Il dominio Angioino (1269 – 1442) fu una vera calamità e l’Italia meridionale non conobbe altro che guerre, devastazioni e saccheggi. In questo periodo di triste decadenza, accentuatosi ancor di più con gli aragonesi, la Puglia fu smembrata in tanti feudi, i cui signorotti miravano solo ad arricchirsi provocando continue ribellioni. Solo con Ferdinando I d’Aragona si ebbero degli sprazzi di serenità. Questi dopo aver vinto e sottomesso baroni del regno, pensò subito a rafforzare lo Stato, validamente aiutato da Giorgio Castriotta detto Scanderbeg, che ricevette in compenso le città di Trani, Monte Sant’Angelo e San Giovanni rotondo. Ma la sanguinosa guerra fra Spagna e Francia che subito seguì, le efferatezze dei Saraceni che spesso piombavano all’improvviso, il lungo e arido dominio spagnolo (1503 – 1706) e l’esosa oppressione dei feudatari gettarono il Gargano nella miseria più nera. Neanche mi gli austriaci, nel loro breve periodo (1738 – 1748) si preoccuparono di risollevare le tristi condizioni.

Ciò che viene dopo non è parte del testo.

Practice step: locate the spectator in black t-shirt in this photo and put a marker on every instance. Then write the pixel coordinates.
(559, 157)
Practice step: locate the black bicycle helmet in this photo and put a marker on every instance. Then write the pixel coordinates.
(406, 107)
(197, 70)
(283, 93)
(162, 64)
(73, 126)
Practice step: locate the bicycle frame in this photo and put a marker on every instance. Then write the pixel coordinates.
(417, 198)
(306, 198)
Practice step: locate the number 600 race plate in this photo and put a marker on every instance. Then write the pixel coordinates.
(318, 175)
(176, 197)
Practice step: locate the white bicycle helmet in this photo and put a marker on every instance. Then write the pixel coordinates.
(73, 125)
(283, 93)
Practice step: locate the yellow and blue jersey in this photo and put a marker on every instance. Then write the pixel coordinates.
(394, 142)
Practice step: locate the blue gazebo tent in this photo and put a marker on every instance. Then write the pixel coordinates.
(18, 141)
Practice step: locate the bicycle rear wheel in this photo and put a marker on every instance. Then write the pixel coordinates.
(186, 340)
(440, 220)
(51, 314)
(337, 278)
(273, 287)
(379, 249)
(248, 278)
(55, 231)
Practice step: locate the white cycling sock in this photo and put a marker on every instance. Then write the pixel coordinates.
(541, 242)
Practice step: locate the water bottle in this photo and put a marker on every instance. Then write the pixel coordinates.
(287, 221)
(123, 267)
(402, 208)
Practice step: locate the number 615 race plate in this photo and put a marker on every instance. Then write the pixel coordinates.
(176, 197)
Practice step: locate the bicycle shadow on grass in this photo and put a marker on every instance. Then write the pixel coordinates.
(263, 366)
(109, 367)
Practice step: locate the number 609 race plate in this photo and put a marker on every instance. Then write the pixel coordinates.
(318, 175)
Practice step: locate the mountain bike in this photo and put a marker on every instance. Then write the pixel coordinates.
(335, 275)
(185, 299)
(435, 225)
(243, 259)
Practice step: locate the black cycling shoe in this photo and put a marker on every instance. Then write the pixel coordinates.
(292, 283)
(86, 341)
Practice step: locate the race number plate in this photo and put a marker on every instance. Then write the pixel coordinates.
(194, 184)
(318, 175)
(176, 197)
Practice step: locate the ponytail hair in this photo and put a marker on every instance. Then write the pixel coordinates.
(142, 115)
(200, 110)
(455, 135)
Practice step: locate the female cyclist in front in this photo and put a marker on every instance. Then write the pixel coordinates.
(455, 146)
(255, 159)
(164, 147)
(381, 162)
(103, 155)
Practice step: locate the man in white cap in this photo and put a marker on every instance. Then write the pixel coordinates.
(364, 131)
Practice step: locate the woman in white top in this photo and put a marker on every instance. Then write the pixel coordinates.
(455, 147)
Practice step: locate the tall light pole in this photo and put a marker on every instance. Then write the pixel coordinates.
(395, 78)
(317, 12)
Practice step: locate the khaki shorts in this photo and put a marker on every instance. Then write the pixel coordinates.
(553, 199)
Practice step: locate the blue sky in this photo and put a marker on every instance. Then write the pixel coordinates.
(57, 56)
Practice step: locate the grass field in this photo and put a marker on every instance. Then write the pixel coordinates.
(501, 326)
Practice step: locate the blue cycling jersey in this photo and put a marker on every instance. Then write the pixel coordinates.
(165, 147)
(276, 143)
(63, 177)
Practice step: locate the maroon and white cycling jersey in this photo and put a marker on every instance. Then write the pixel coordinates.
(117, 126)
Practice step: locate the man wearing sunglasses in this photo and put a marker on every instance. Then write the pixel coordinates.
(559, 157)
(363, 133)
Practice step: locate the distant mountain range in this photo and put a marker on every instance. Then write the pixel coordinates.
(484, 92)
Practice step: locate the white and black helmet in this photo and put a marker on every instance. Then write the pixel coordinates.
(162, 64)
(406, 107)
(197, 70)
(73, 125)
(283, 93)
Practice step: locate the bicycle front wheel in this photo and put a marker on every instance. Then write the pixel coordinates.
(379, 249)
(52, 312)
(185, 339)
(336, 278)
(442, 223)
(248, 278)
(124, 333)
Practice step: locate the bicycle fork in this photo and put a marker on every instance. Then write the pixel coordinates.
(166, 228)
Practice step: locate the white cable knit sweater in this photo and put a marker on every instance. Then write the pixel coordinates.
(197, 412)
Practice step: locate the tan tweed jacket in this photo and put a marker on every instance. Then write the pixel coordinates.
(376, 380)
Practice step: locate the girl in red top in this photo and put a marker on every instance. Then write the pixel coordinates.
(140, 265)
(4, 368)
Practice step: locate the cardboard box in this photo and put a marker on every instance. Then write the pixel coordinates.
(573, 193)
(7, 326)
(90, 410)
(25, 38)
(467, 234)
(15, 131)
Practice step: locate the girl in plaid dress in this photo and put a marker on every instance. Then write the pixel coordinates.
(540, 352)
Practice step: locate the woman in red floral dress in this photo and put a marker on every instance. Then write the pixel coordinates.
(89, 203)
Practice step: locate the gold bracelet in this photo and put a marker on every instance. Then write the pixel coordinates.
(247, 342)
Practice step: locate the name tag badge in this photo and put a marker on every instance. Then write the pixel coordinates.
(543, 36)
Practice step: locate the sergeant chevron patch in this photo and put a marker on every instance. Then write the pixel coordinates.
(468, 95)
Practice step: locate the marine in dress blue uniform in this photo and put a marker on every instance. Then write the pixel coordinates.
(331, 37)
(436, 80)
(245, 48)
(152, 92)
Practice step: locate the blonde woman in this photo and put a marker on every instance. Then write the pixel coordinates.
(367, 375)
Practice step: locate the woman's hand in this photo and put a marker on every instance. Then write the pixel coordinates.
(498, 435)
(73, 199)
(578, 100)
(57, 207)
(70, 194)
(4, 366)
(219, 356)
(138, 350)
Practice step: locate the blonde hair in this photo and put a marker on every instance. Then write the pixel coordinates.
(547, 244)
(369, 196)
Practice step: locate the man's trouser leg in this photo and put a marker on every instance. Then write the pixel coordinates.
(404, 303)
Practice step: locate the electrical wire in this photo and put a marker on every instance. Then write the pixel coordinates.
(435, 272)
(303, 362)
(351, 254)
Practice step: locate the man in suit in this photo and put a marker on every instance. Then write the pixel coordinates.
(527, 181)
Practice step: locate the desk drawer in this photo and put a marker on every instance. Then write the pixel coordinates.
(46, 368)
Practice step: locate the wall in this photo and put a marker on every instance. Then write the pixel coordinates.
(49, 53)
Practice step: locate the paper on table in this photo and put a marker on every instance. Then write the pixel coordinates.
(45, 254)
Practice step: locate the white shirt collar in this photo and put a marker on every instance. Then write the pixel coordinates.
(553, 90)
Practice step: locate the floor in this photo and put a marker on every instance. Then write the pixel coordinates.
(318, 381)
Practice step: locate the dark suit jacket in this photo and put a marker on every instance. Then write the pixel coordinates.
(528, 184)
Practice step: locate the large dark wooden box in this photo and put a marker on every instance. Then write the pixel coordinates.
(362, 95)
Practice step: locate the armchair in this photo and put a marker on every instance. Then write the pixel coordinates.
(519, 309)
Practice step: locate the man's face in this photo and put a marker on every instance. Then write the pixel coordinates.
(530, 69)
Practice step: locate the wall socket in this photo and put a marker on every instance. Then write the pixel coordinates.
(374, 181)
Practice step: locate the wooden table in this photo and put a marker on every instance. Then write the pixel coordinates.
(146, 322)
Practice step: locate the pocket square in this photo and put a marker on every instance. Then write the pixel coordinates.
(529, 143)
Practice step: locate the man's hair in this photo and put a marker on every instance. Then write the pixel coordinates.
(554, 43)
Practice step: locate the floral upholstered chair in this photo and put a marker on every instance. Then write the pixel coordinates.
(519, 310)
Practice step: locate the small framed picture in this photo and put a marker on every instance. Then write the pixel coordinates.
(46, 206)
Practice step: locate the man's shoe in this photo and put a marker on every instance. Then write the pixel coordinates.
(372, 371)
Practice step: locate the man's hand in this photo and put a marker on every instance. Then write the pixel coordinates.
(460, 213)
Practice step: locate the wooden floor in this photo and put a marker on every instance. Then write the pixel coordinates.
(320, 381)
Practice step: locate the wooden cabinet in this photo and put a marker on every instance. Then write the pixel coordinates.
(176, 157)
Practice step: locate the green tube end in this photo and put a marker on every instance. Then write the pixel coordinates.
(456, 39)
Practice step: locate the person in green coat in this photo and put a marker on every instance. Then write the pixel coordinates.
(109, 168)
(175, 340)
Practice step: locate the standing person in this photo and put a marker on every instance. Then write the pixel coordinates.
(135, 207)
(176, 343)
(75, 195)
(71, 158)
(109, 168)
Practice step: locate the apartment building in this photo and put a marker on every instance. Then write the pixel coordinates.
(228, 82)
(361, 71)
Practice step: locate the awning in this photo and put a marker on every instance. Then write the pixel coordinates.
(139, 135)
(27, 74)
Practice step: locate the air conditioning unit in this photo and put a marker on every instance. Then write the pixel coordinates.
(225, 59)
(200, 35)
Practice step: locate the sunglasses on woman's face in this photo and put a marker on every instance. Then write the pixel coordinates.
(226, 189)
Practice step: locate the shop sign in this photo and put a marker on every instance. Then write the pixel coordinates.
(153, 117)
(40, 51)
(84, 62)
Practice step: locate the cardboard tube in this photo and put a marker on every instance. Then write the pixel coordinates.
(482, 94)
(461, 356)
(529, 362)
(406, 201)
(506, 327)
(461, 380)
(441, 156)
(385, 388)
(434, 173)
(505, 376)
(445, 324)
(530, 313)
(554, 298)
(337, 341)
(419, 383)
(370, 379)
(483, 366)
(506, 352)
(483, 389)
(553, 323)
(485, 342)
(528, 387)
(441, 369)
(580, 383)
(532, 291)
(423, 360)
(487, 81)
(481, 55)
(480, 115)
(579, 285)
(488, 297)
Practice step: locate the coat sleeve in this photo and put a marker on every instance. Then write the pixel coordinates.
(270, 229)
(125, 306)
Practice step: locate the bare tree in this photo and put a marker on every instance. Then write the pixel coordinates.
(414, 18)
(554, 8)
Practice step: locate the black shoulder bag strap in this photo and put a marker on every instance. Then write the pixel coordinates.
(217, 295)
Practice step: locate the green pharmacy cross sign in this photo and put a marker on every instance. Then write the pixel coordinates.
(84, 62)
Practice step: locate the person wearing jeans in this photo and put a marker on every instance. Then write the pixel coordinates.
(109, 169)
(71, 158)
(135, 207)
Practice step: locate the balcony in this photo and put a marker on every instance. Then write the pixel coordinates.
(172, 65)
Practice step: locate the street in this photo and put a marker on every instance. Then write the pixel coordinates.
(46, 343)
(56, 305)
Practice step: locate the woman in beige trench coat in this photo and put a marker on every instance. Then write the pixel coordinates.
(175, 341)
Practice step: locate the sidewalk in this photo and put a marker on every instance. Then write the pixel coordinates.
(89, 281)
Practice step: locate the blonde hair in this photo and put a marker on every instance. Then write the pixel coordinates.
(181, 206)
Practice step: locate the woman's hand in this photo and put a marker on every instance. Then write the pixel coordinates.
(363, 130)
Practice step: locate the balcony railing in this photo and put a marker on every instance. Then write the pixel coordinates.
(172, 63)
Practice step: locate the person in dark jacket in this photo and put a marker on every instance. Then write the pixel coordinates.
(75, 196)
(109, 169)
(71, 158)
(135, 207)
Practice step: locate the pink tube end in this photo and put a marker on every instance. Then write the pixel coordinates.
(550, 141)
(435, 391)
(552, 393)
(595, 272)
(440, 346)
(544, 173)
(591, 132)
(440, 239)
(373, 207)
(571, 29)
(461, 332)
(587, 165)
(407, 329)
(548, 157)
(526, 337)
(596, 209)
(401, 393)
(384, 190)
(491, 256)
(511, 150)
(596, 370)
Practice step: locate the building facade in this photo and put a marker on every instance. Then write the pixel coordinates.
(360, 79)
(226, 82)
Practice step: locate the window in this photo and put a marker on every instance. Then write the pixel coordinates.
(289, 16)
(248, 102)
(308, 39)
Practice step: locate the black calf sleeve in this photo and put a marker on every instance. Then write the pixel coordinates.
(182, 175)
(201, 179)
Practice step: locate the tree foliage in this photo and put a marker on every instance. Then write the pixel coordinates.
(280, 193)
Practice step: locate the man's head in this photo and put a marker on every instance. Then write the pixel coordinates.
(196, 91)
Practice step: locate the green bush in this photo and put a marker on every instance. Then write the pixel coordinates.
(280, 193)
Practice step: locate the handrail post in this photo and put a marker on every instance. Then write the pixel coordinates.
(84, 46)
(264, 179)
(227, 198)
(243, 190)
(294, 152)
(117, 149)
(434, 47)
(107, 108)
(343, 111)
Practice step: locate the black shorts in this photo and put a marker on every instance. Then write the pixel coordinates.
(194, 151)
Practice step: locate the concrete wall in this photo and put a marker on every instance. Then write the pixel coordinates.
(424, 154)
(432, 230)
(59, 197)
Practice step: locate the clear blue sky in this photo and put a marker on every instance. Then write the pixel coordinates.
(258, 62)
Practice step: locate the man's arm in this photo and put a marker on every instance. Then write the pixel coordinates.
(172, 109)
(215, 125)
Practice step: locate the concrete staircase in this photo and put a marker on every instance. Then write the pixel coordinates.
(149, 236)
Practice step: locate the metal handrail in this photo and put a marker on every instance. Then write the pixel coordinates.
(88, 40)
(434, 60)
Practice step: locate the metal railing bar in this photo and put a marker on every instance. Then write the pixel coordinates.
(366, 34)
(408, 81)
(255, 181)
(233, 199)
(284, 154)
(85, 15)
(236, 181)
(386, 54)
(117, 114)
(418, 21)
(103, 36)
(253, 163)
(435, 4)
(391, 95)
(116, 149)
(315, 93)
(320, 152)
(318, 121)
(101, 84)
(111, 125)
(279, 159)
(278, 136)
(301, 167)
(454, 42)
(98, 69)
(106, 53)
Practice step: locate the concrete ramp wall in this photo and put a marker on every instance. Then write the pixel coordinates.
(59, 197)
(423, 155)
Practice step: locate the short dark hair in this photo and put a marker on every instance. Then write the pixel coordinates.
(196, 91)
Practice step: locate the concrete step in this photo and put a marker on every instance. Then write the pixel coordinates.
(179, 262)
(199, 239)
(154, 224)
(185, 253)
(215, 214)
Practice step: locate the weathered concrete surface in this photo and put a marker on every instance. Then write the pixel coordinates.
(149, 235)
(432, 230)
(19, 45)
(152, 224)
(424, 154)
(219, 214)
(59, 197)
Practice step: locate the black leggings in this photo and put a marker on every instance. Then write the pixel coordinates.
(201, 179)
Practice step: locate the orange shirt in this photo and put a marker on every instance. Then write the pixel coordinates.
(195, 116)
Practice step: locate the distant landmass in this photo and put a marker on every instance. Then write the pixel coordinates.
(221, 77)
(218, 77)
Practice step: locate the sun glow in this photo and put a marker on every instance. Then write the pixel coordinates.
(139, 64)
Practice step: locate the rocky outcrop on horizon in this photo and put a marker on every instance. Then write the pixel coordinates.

Solo con l’avvento dei Borboni si ebbero le prime riforme e la costruzione di porti e strade, che diedero una ventata di nuova prosperità al commercio e all’agricoltura. Anche nel decennio napoleonico (1805 – 1815) il governo francese di Gioacchino Murat mirò a radicali e profondi cambiamenti, abolendo i diritti feudali e ripartendo le terre e fra comuni e cittadini; diede vigore all’istruzione pubblica, incoraggiò le iniziative private, bonificò plaghe insalubri e aprì altre strade.Il resto è storia nota: alla spedizione garibaldina del 1860 seguì l’unificazione d’Italia, alla monarchia la Repubblica e tutti i governi si sono sempre sforzati per risolvere i plurisecolari mali della miseria dell’occupazione della gente del Gargano.

Oggi la popolazione, prevalentemente agricola, è interessata anche alla pesca, alle attività commerciali, industriali (quasi tutte a livello artigianale), al turismo e alle industrie estrattive, come quelle dei marmi e degli alabastri di Apricena, San Marco in Lamis, San Giovanni rotondo, del tufo di Cagnano Varano e della bauxite di S. Giovanni rotondo, le cui miniere sono state recentemente chiuse. Il contadino, con ingegno e pazienza, ha reso fertile i ripidi fianchi collinari, ha trasformato valli e conche e ha utilizzato anche il terreno di ristretti piani per piantare viti, ulivi, agrumi, mandorli o dare vita a rigogliosi orti. Ogni paese ha una sua caratteristica inconfondibile, ognuno una sua particolare attrattiva. A Nord occhieggiano luminosi i laghi di Varano e di Lesina, lungo la costa alta e biancheggiante si affacciano civettuole Rodi, Peschici, Vieste, Mattinata, ai piedi del promontorio palpita l’industriosa Manfredonia, mentre, nell’interno, tutti gli altri, posti su voluttuose colline, dominano gli immensi orizzonti.

“ Non uno degli elementi che costituiscono il patrimonio turistico di una Regione o di un paese manca il Gargano: il clima sanissimo, le immense distese dei boschi, le bellezze naturali, i monti elevati e pittoreschi, le marine assolate e salubri, i centri abitati che offrono infinite ragioni di curiosità e di interesse per il viaggiatore. Perciò un’escursione nel Gargano, lungo la costa e nell’interno, costituisce uno di qui godimenti che soltanto pochi paesi privilegiati possono dare”.